The defendant, Joseph Kungwezo, appeals against the sentence. He was convicted at the Magistrate Court in Salima of the offence of unlawful wounding contrary to section 241 of the Penal Code. He was sentenced to two years imprisonment with hard labour. The sentence was to be served immediately. It is against the sentence and immediate imprisonment that the appeal is made.
The appellant met the complainant at the bus stage. He accused the complainant of having an affair with the appellant’s wife. The complainant refused. The appellant was annoyed. He hit the complainant with a metal bar. The complainant suffered two small pin-sized wounds. He was admitted for three days.

In passing the sentence the Court below did say that the appellant was a first offender. The Court, however, made an unexpected statement, namely, that the appellant had failed to mitigate and it would sentence the appellant to two years imprisonment with hard labour. Most defendants that appear in our Courts are not represented. They are far away from the services of legal aid. Most of them have no access to legal practitioners. Even if they had, they cannot pay for such service. Sentencing is the most serious and crucial aspect of the whole criminal process. Most defendants are unschooled. It is a whole thing to expect them to give an intelligent and intelligible mitigation. The Court should, therefore, in such a case look at every information in its power to enable it to arrive at a sentence that fits the offence, the offender, the victim and the public interest in prevention of crime. Apart from the fact that the appellant was a first offender there was information on the record from which mitigating factors could be discovered.
Even if the appellant had failed to mitigate, the Court was required to look at the facts or, if there was one, evidence during the trial in arriving at the sentence appropriate to the case. The injury caused was not grave. It was described as “pin-sized stabs wounds” by the doctor. In any case the appellant had pleaded guilty and generally cooperate with the police during the investigations. There was, therefore, more in mitigation apart from the fact that this was the appellant’s first offence.

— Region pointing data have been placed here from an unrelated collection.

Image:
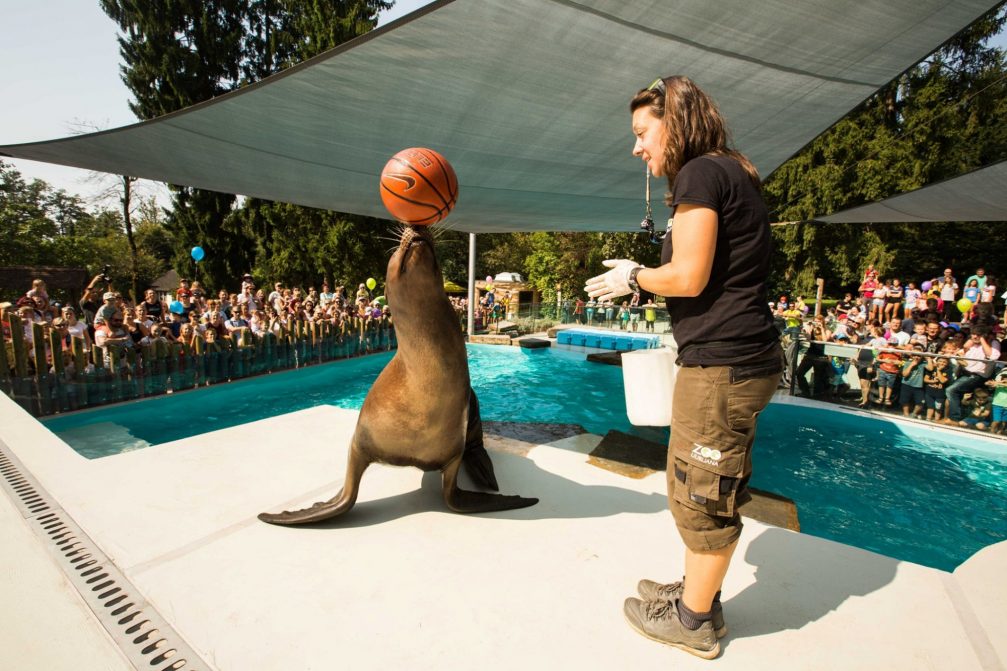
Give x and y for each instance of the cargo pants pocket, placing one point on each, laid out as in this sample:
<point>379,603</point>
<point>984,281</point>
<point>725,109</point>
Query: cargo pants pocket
<point>705,488</point>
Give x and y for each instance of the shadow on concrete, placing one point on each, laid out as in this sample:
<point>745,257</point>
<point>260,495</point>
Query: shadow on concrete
<point>799,579</point>
<point>559,498</point>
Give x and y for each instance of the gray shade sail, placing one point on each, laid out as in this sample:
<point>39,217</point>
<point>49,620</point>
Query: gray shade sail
<point>528,99</point>
<point>980,195</point>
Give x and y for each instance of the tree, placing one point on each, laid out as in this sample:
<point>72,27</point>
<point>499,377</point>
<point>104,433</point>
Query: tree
<point>178,52</point>
<point>40,226</point>
<point>946,116</point>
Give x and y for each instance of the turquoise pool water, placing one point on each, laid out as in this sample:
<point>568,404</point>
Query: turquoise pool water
<point>905,492</point>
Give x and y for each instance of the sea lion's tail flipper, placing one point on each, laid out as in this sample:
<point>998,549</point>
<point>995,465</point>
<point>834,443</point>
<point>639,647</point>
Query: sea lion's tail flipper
<point>461,501</point>
<point>324,510</point>
<point>475,457</point>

The appellant contends that the Court should have imposed a fine. I do not think so. The offence is serious. It involves bodily harm. Those who commit this offence exude a cruel and sadistic tendency or trait which is abhorrent to civility and a disregard of human suffering. It should be very rare indeed that such conduct should be visited by a fine .The words of Cram, J. in R.v.Gondwe (1964-66) A.L.R. (M) 247) are appropriate. The judge said that to impose a fine for serious offences is tantamount to creating the impression that “grave moral turpitude can be purged by payment of money.” The prison sentence, however, was, in view of what I said earlier, manifestly excessive. The appellant has been in prison since July 1996. I allow the appeal against a sentence. I pass such a sentence as results in his immediate release.

Made in open Court this 14th day of March 1997 at Blantyre.